The tale of the lover in the mosque of death in Book III was interrupted—or illustrated—by a companion tale of a caged bird in a rose garden, visited by a flock of birds singing of their freedom on the wing, a message that causes the bird to lose its satisfaction with its gilded prison and to desire escape. Yet the bird stops itself from squeezing through its bars by the sudden appearance of a cat identified as “Death, its claws disease.” Fear of the cat of death turns the hopeful bird into a spiritual gray mouse:

The bird turned into a mouse, seeking a hole

After he heard the cat’s cry, “Stop!”

Just like a mouse, his soul was calmed

By finding a home in this world’s hole

He started building and acquiring knowledge

That fit into just the space of this small hole

He only learned trades that would work well

Within the confines of his small hole.

Braving—even loving—death was revealed to be the secret for living a fulfilled life. For Rumi, love and death were entwined in an embrace, while love and fear were opposites.

The crescendo to Rumi’s growing excitement about death as an expression of love and nonattachment was reached in a glorious hymn to death in Book V, which Rumi composed at the beginning of the decade of the 1270s, when he was sixty-three years old. He was now quickened with anticipation at the prospect of death and resurrection. The theme of transcending his mortal body had become inseparable from his religion of love:

When you hear them say, “That poor man is dead,”

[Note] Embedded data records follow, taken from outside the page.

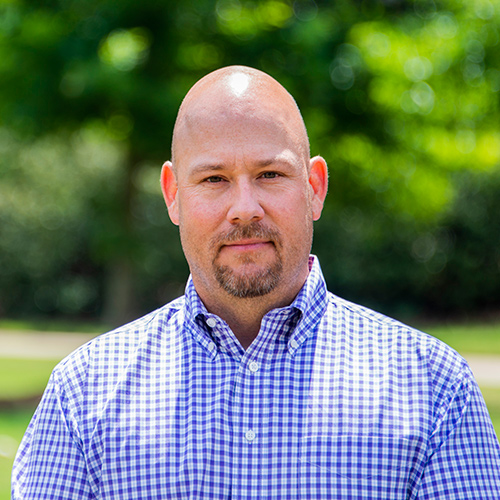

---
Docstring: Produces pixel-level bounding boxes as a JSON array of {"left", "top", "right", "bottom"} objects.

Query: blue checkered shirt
[{"left": 13, "top": 257, "right": 500, "bottom": 500}]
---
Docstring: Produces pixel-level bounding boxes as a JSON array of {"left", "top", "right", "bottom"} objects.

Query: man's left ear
[{"left": 309, "top": 156, "right": 328, "bottom": 220}]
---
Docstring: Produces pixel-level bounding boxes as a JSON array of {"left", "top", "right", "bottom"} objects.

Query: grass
[
  {"left": 0, "top": 319, "right": 111, "bottom": 333},
  {"left": 0, "top": 358, "right": 58, "bottom": 401},
  {"left": 423, "top": 323, "right": 500, "bottom": 355},
  {"left": 0, "top": 409, "right": 33, "bottom": 500}
]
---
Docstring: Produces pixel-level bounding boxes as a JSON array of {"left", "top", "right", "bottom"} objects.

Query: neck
[{"left": 200, "top": 287, "right": 301, "bottom": 349}]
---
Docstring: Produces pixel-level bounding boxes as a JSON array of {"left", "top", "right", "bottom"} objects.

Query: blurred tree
[{"left": 0, "top": 0, "right": 500, "bottom": 324}]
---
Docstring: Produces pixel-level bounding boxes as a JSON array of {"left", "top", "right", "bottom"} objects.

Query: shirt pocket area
[{"left": 299, "top": 434, "right": 420, "bottom": 500}]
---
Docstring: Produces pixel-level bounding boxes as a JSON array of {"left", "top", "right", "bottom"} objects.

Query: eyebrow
[{"left": 191, "top": 154, "right": 292, "bottom": 175}]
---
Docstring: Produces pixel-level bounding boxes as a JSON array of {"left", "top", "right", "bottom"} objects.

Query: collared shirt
[{"left": 13, "top": 258, "right": 500, "bottom": 500}]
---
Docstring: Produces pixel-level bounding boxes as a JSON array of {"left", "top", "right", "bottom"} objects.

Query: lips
[{"left": 212, "top": 223, "right": 281, "bottom": 252}]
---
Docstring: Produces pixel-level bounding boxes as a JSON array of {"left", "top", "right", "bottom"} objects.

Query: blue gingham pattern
[{"left": 12, "top": 257, "right": 500, "bottom": 500}]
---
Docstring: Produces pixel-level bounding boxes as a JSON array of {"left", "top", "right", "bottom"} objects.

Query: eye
[
  {"left": 205, "top": 175, "right": 222, "bottom": 184},
  {"left": 261, "top": 172, "right": 279, "bottom": 179}
]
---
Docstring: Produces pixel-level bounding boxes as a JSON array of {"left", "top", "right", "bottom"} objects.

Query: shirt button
[
  {"left": 245, "top": 429, "right": 255, "bottom": 442},
  {"left": 248, "top": 361, "right": 259, "bottom": 373}
]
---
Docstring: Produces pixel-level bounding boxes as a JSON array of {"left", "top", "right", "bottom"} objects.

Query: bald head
[{"left": 172, "top": 66, "right": 309, "bottom": 169}]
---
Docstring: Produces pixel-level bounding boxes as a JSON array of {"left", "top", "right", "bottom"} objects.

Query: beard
[{"left": 212, "top": 223, "right": 283, "bottom": 299}]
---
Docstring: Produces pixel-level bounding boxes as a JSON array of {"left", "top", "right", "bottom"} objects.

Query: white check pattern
[{"left": 12, "top": 257, "right": 500, "bottom": 500}]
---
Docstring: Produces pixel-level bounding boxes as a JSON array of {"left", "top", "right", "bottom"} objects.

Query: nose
[{"left": 227, "top": 182, "right": 264, "bottom": 224}]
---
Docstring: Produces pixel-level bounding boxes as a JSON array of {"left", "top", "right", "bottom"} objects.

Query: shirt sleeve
[
  {"left": 416, "top": 366, "right": 500, "bottom": 500},
  {"left": 12, "top": 374, "right": 94, "bottom": 500}
]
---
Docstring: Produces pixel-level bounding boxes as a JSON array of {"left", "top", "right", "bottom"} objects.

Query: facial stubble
[{"left": 211, "top": 223, "right": 283, "bottom": 299}]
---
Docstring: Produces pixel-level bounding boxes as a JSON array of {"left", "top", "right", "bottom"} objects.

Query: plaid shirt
[{"left": 13, "top": 258, "right": 500, "bottom": 500}]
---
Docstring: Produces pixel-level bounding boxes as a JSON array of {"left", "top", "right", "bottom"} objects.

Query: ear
[
  {"left": 160, "top": 161, "right": 179, "bottom": 226},
  {"left": 309, "top": 156, "right": 328, "bottom": 220}
]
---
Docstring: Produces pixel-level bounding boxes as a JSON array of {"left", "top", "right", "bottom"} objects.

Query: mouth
[{"left": 221, "top": 239, "right": 274, "bottom": 252}]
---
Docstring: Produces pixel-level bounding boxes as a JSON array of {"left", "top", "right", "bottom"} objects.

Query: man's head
[{"left": 162, "top": 66, "right": 327, "bottom": 308}]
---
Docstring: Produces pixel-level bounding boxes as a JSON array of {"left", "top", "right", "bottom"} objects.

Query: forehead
[{"left": 175, "top": 111, "right": 304, "bottom": 169}]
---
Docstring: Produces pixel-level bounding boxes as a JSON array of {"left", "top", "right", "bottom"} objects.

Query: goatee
[{"left": 211, "top": 222, "right": 283, "bottom": 299}]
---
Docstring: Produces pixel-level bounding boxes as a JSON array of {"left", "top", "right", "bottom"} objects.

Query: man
[{"left": 13, "top": 67, "right": 500, "bottom": 500}]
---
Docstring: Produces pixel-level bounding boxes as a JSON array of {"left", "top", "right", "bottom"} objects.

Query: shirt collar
[{"left": 185, "top": 255, "right": 327, "bottom": 357}]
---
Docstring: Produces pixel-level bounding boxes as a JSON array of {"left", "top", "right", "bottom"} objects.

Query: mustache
[{"left": 211, "top": 222, "right": 281, "bottom": 247}]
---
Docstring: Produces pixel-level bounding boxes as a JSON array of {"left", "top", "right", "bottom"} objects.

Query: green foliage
[{"left": 0, "top": 0, "right": 500, "bottom": 322}]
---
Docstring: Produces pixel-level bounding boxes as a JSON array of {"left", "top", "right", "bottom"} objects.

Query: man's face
[{"left": 164, "top": 103, "right": 322, "bottom": 304}]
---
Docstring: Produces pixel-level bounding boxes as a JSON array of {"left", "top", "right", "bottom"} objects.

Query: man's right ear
[{"left": 160, "top": 161, "right": 179, "bottom": 226}]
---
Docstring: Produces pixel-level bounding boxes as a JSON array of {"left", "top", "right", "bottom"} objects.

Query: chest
[{"left": 84, "top": 350, "right": 427, "bottom": 499}]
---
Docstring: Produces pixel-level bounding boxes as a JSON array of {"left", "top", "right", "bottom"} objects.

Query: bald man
[{"left": 12, "top": 67, "right": 500, "bottom": 500}]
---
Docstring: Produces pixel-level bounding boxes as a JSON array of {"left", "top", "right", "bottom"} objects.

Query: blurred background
[
  {"left": 0, "top": 0, "right": 500, "bottom": 325},
  {"left": 0, "top": 0, "right": 500, "bottom": 496}
]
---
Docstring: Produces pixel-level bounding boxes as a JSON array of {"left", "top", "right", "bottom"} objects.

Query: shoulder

You may answer, “I am alive, you just cannot see!

When my body was laid to rest, all by itself,

Eight paradises blossomed inside my heart!”

When the soul sleeps among roses and jasmine

What matter if the body is buried in dirt?

What does the sleeping soul know of the body?

Or care whether its grave is a rose garden or ash pit?

The soul has emerged into the sky-blue of the heavens

Crying out, to those below, “If only everyone knew!”